Failure to Prevent Resident Elopement Due to Inadequate Supervision and Protocol Lapses
Penalty
Summary
A deficiency occurred when a resident with a history of repeated falls, difficulty walking, pelvic fracture, and cognitive impairment was able to leave the facility without a physician's order for a leave of absence (LOA) and without staff supervision. The resident, who required one-person assistance for ambulation and had a moderately impaired cognitive status as indicated by a BIMS score of 10, exited the third floor via elevator and walked out the front entrance using a walker. The resident was not identified as having an LOA order in the clinical records, and there was no documentation of staff being notified or a sign-out process being followed. Facility policy required that residents at risk for wandering or elopement have care plans with specific interventions and that staff intervene if a resident attempts to leave. However, the receptionist on duty did not recognize the resident as a facility resident, mistaking her for a visitor due to her appearance. The receptionist was distracted by personal computer use and failed to follow the protocol of ensuring all residents and visitors sign out and wear visitor badges. Surveillance footage confirmed that the receptionist opened the door for the resident, who then left the premises unchallenged. Staff interviews revealed that the assigned nursing assistant was aware the resident wanted to walk but did not clarify the resident's intentions or monitor her whereabouts. The resident was later found approximately 1.2 miles away in a busy area after being missing for about two hours.
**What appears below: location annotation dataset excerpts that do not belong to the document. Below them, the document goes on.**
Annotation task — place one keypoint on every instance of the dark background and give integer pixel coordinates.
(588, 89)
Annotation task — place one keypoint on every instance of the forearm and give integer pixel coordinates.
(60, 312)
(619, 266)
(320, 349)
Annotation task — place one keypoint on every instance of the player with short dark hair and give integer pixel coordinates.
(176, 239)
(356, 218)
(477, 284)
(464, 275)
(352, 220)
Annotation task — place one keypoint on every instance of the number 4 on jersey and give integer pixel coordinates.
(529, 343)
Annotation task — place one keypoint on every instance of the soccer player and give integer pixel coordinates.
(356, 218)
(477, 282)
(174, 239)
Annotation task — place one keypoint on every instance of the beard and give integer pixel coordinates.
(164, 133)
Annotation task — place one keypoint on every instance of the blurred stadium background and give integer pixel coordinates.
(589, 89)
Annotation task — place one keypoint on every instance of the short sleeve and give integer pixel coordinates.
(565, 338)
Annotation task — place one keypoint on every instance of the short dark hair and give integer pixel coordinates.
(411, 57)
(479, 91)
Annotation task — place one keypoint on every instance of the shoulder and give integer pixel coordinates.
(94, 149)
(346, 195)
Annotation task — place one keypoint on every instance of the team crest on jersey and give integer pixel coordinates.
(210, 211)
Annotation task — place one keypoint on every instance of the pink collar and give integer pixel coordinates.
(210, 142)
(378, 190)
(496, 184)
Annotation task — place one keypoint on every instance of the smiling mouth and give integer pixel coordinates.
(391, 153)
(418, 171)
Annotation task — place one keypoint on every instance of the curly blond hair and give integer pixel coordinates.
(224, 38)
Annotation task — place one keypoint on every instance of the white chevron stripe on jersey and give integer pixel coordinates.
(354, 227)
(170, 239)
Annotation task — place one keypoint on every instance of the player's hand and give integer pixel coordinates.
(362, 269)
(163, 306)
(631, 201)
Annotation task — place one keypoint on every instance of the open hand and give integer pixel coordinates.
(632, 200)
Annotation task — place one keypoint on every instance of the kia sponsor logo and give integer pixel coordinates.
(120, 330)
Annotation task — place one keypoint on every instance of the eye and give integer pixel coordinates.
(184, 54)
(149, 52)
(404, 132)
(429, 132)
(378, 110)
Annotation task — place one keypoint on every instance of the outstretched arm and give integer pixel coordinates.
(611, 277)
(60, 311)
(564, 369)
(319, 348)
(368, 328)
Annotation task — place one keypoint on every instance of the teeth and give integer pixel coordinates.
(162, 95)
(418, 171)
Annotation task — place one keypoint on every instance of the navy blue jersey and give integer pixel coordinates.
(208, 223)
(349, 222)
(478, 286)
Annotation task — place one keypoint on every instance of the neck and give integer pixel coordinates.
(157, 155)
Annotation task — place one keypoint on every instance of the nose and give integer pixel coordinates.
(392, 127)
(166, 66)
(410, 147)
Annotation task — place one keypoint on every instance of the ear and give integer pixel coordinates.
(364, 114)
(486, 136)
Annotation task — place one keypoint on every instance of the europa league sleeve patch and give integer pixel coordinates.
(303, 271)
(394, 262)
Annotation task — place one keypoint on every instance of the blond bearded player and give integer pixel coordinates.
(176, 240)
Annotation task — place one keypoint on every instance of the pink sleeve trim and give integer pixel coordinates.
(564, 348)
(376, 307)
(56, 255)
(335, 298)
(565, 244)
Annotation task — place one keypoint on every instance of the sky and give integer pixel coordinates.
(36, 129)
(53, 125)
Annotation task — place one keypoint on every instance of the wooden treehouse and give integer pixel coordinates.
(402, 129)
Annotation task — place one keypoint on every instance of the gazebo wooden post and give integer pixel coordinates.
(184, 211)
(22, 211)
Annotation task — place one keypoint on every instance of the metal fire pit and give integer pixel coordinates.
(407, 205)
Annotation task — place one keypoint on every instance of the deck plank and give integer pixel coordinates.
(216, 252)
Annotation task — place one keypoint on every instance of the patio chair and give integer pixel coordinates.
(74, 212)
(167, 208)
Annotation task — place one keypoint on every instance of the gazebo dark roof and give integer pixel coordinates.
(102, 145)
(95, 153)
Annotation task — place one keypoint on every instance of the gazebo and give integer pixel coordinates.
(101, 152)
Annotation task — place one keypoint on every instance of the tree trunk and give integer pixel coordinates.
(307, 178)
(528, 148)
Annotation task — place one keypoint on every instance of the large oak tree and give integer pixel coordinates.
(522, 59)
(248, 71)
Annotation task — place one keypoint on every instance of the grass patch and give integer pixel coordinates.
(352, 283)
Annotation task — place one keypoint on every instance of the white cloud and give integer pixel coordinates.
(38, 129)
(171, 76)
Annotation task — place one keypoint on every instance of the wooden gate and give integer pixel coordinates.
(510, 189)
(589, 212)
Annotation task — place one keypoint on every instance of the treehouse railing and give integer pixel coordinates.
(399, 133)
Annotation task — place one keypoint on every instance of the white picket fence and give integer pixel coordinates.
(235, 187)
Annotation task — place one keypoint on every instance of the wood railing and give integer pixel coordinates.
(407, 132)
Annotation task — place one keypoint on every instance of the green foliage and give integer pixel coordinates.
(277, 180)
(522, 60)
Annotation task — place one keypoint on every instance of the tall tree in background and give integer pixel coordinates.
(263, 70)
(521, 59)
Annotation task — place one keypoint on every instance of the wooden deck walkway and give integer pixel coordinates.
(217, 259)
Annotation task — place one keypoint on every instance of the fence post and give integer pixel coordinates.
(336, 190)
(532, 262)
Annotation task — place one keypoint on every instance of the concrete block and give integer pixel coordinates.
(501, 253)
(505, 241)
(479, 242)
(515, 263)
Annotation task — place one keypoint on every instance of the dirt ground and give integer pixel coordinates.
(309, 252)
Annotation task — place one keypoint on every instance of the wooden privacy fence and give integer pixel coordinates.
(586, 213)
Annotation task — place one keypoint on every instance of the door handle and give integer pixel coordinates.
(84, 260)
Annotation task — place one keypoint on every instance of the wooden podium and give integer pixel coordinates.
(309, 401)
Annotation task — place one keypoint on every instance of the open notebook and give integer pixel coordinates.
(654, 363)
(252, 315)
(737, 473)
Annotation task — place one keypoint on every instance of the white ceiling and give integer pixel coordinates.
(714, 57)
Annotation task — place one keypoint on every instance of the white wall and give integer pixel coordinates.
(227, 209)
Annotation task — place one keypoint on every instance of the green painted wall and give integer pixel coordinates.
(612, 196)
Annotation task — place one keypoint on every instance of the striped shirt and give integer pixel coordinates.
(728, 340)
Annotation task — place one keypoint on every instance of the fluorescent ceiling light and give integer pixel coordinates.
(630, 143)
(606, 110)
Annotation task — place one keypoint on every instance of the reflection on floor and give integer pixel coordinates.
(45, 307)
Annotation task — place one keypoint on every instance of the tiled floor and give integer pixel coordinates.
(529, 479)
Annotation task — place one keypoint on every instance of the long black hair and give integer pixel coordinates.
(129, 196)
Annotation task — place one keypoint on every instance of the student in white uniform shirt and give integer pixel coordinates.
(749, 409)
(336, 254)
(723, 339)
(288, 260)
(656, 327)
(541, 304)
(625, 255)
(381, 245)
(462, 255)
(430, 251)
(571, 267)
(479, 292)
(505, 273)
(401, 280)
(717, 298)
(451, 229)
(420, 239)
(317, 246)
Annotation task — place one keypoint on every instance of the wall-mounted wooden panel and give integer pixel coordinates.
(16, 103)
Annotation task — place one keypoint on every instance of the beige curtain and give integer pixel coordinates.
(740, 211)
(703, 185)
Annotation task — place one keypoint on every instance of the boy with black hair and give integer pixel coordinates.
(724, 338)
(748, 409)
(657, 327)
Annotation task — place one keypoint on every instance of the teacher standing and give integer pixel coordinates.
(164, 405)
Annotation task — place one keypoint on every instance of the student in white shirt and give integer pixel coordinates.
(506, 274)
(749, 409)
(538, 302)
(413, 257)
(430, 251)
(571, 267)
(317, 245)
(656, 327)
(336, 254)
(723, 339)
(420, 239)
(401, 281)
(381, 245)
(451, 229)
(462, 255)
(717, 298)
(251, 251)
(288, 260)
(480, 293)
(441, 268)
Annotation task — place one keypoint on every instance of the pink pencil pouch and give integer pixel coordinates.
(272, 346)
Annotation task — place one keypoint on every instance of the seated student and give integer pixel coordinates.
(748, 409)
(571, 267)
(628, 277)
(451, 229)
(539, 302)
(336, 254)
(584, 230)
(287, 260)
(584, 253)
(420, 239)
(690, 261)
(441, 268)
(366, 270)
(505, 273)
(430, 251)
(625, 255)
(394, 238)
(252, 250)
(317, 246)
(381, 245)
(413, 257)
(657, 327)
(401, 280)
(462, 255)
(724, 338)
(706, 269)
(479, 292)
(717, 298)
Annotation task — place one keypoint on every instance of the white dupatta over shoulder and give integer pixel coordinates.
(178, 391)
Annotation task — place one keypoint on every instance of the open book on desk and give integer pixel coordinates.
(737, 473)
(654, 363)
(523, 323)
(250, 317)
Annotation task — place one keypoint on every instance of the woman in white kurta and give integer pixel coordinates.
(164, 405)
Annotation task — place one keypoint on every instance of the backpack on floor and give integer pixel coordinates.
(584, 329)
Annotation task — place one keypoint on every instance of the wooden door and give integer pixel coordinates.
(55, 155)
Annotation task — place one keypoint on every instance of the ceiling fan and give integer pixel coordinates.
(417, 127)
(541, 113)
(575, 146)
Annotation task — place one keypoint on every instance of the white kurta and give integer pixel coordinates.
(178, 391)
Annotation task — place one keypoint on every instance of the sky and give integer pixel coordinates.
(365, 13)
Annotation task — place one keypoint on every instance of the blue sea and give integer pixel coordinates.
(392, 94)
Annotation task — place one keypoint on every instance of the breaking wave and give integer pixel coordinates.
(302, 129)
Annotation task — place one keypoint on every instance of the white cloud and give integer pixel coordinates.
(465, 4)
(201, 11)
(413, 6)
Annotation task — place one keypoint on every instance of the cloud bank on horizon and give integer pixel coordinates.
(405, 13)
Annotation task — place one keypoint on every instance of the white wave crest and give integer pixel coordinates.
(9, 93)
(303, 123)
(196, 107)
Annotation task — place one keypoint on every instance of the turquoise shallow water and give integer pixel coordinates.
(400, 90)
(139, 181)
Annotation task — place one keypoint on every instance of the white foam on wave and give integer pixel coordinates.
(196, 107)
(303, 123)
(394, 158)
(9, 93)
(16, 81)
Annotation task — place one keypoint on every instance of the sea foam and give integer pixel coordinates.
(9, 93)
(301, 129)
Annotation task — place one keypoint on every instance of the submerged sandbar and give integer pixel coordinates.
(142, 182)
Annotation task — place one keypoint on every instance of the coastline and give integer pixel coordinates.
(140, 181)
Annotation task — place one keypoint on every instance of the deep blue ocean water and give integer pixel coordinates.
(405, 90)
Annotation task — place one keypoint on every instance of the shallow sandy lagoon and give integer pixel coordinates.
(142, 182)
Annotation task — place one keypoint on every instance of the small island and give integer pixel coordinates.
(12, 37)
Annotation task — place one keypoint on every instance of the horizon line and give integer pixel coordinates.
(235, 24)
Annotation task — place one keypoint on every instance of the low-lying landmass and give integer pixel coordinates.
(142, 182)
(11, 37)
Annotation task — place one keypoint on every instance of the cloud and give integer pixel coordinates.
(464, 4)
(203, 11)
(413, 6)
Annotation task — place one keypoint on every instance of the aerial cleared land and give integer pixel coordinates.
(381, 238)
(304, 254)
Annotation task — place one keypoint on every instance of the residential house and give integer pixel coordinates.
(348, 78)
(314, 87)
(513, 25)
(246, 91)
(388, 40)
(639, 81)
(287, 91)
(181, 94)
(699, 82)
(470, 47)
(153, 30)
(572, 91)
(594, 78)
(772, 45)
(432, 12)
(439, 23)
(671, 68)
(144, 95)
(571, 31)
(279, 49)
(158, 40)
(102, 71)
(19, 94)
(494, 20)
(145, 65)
The failure to provide adequate supervision and to follow established LOA and visitation protocols resulted in the resident leaving the facility unsupervised, placing her at high risk for injury.
Removal Plan
- Resident was assisted back to the Center and assessed by RN Supervisor for injuries.
- The Center completed a headcount of all residents and compared it to the midnight census to ensure all residents were accounted for.
- The Nursing Administration held huddles with staff to discuss residents who go on frequent LOAs and signs and symptoms that may indicate risk for leaving the Center without staff notification.
- Shift RN Supervisor provided immediate education to receptionist on duty.
- RN Supervisors were educated on the completion of headcount of all residents compared to midnight census and the immediate reporting of any discrepancy to the Director of Nursing/designee.
- Staff were educated on signs and symptoms that may indicate a risk of elopement.
- Reception/security staff were educated on the process of each visitor receiving a badge that must be returned prior to door being opened and visitor leaving the premise.
- Staff educated on elopement/missing person policy and procedure including code yellow announcement to notify staff in Center, search both on the premises and the surrounding areas, notification processes including local police department.
- Staff educated on elopement drills including how often and expected response.
- All the training above will be added to our general orientation schedule for all new future employees.
- Residents with a current unsupervised LOA order were re-educated on the LOA policy/agreement and understood the sign out process with both the nursing staff on the unit.
- Auditing census compared to headcount every 4 hours for 3 days then every shift for 14 days then daily. All variances will be reported to the QAPI Committee monthly.
- Random audit of five visitors to ensure compliance with the visitor pass system two times daily for 14 days then daily for two months. All variances will be reported to the QAPI Committee monthly.
- Daily audit of LOA log to ensure reception/security staff are checking for clearance to leave the Center. The audit will be completed daily for three weeks with all variances reported during the clinical meeting.
- The QAPI Committee will make recommendations to ensure continued compliance. Upon sustained compliance, the QAPI Committee will recommend the reduction or resolution of the audits and the reception/security staff.